Installing Brought to Life: Painted Wood Sculpture from Europe, 1300–1700
Kelly Holbert, Exhibition Manager, gives a behind-the-scenes glimpse into the world of preparing and installing an exhibition.
On September 16, an exhibition opened at the SCMA that was different in appearance that most of the exhibitions that had preceded it. This time light was controlled and altered on every surface, from glass windows to partition walls, creating an inviting, dappled, green world filled with color and sound.
The planning began with our curator of painting and sculpture, Danielle Carrabino, who selected 16 works of art for an exhibition dedicated to painted wood sculptures from Europe, 1300–1700. These works were primarily drawn from the SCMA’s collection with the addition of six loans from nearby museums (Mead Art Museum, Amherst College; Mt. Holyoke College Art Museum; and Yale University). Some of the SCMA’s works were in a poor state of preservation, and needed treatment. For more on the conservation work and the themes of the exhibition see this article.
The checklist Danielle created was shared with the Collections Management department for assessment of the condition of the works, the need for cases with vitrines (Plexiglas covers) and new mounts and supports.

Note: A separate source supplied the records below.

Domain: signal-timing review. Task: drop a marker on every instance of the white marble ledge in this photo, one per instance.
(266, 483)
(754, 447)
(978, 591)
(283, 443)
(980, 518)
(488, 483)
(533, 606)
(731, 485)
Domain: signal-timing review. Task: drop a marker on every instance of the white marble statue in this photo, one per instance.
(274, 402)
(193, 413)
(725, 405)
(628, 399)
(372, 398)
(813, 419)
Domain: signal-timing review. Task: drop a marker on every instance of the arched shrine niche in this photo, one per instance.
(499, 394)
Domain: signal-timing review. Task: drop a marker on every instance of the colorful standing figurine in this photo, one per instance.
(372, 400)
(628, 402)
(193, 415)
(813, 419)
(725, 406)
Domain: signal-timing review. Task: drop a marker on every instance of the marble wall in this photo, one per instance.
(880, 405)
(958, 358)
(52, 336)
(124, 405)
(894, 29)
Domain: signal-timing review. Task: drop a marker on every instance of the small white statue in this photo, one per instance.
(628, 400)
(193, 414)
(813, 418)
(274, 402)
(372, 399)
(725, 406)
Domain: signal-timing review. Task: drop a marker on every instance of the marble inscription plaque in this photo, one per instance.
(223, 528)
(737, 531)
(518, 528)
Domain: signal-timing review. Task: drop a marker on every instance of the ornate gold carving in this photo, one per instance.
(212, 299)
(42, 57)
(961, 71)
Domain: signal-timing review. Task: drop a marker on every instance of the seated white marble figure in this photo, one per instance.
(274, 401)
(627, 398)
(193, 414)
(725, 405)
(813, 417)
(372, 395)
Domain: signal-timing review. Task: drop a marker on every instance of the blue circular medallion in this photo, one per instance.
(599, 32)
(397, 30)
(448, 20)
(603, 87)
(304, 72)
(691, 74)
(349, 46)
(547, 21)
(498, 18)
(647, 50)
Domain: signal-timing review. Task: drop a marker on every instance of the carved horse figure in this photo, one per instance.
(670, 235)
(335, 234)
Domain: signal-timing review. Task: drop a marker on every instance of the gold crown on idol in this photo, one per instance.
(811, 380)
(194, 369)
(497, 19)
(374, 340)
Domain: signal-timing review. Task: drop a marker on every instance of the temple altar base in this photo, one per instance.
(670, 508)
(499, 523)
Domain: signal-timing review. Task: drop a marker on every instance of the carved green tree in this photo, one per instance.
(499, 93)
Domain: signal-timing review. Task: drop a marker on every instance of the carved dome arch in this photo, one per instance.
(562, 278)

It was at this point that exhibition designer Justin Lee, of LEE2 DESIGN, began to work on creating a layout and color scheme that would evoke the feel of a light-dappled forest. He proposed using green and gray paint colors, various lighting effects, and partition walls placed at angles to create unexpected paths through the gallery.
Placement of the object cases was also key, and followed the thematic groupings that Danielle had created. Since most of the wooden sculptures were fragile, it was helpful to have scaled, color cutouts that Justin had created during the design process. Our team of preparators, Nik Asikis, Matt Cummings, and Leah Hughes, used them for measuring wall height placements and fine-tuning angled placements on the pedestals.
Before the works of art could be installed, the mounts had to be attached to the decks (or surfaces) of the pedestals, and the vitrines had to be cleaned inside and out. The sound cone for a music station was attached to the ceiling, and the labels, some of which have QR codes for relevant pieces of music, were matched to the sculptures. Most important to the look of the gallery was the lighting, which took several days to complete, in consultation with Justin. Clear filters with frosted film and strips of light-masking foil were applied to the ceiling fixtures to create a dappled effect on the walls.
On the glass windows and doorways, patterns of gray vinyl were adhered and smoothed down to filter the light and enhance the mottled effect. Thanks to a team effort, the Sacerdote gallery was transformed into a serene forest in which painted wood sculptures could be seen in the round and encountered in an unexpectedly dramatic fashion.